I'm kind of in the inbetween stage of either just being an artist or being a furry. 
I enjoy everything about furries, even fursuiting... but I remain indecisive. 
mainly because I have characters and well... thats their realm. not mine. I'm more inclined to dress up as a frightening beast just to be weird and scare children than to dress up/act as a character.

could just be the depression speaking though. 
*drinks a shot*


----------



## KiloCharlie (Apr 29, 2009)

psychweasel said:


> okay, really. i wanna know more about this. i didn't post this is in rants and raves because, 1. it's not a rant
> and
> 2. i want opinions outside of the soulless that reside in R&R.
> 
> ...


 
1. because it makes us unique...
2. it wasn't a choice for me... so i assume the same for the rest of us...
3. because of shows like CSI... and the news... i hate the news... it's so slanted... and they only show what sells... dosn't matter how true it is or isn't, so long as it sells... *continues rant elsewhere*


----------



## Zrcalo (Apr 29, 2009)

> 3. because of shows like CSI... and the news... i hate the news... it's so slanted... and they only show what sells... dosn't matter how true it is or isn't, so long as it sells... *continues rant elsewhere*



:/ aw gee.. that was my favourite episode.


----------



## Verin Asper (Apr 29, 2009)

KiloCharlie said:


> *2. it wasn't a choice for me...*


...but you did choose to to become a fur, thus...it was a choice?


----------



## Zrcalo (Apr 29, 2009)

Desume Crysis Kaiser said:


> ...but you did choose to to become a fur, thus...it was a choice?



I think becoming a fur is a choice... but having sexual attraction to anthromorphs isnt.


----------



## KiloCharlie (Apr 29, 2009)

Desume Crysis Kaiser said:


> ...but you did choose to to become a fur, thus...it was a choice?
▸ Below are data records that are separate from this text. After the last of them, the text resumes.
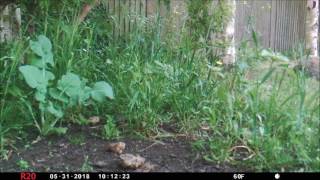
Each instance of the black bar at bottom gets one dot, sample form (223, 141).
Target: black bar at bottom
(152, 176)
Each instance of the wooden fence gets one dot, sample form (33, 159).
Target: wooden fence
(279, 23)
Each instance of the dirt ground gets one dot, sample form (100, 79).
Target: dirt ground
(82, 150)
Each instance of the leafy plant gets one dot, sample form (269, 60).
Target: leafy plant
(54, 98)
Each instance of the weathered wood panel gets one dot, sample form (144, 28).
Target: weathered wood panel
(280, 24)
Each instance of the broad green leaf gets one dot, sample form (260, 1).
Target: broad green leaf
(35, 77)
(55, 110)
(101, 90)
(84, 94)
(58, 95)
(70, 84)
(40, 96)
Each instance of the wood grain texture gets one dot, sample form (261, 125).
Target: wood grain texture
(280, 24)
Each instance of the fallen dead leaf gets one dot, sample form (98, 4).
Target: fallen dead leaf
(131, 161)
(100, 164)
(116, 147)
(94, 120)
(146, 167)
(36, 140)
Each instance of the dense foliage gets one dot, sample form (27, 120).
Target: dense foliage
(266, 108)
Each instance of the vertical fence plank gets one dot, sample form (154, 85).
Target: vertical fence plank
(280, 23)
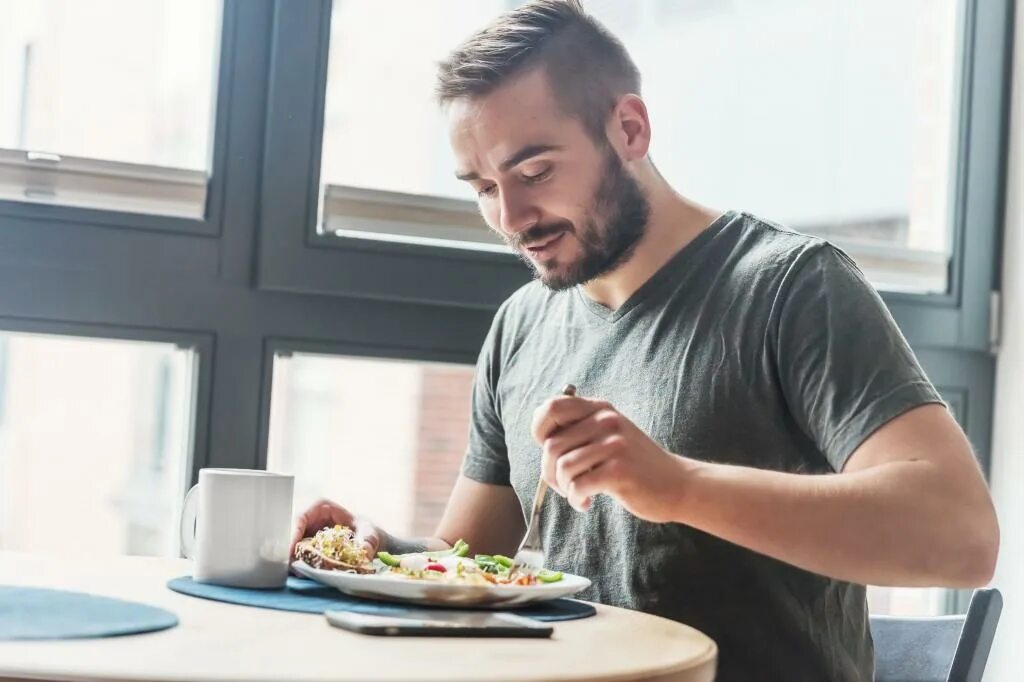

 i was relieved when i finally FOUND FA... then i knew i wasn't alone...


----------



## KiloCharlie (Apr 29, 2009)

Zrcalo said:


> :/ aw gee.. that was my favourite episode.


 sorry... i thought it sucked for reasons OTHER than the horrid (as in horribly done) furry referinces... (and bigitorry)


----------



## Verin Asper (Apr 29, 2009)

KiloCharlie said:


> i was relieved when i finally FOUND FA... then i knew i wasn't alone...


...you avoided my question, "did you choose to act on those beliefs?"


----------



## Verin Asper (Apr 29, 2009)

Zrcalo said:


> I think becoming a fur is a choice... but having sexual attraction to anthromorphs isnt.


I can say this, it sorta is. "if you act on that, you made a choice to follow it."


----------



## KiloCharlie (Apr 29, 2009)

Desume Crysis Kaiser said:


> I can say this, it sorta is. "if you act on that, you made a choice to follow it."


 that's not what they mean... a gay man can cover up that fact, but inside he still is gay... and for some people, that tears them up inside and they act on it... so no, you can't logically say that...


----------



## Gavrill (Apr 29, 2009)

Furry is not the same as gay.

Very no.


----------



## SnickersTheCat (Apr 29, 2009)

Well it's a hobby . 
A hobby that's not really accepted by everyone :|.


----------



## KiloCharlie (Apr 29, 2009)

SHENZEBO said:


> Furry is not the same as gay.
> 
> Very no.


 
granted they are not the same... BUT they have the same CONCEPT which means that in a way, they hold somthing similar... AND I'M BI!!! I SHOULD KNOW!!!


----------



## Gavrill (Apr 29, 2009)

KiloCharlie said:


> granted they are not the same... BUT they have the same CONCEPT which means that in a way, they hold somthing similar... AND I'M BI!!! I SHOULD KNOW!!!


I'M BI TOO OMG 

But I chose to be furry. It's not something you're born with. I think it happens when you watch The Lion king too much, really.


----------



## Verin Asper (Apr 29, 2009)

KiloCharlie said:


> that's not what they mean... a gay man can cover up that fact, but inside he still is gay... and for some people, that tears them up inside and they act on it... so no, you can't logically say that...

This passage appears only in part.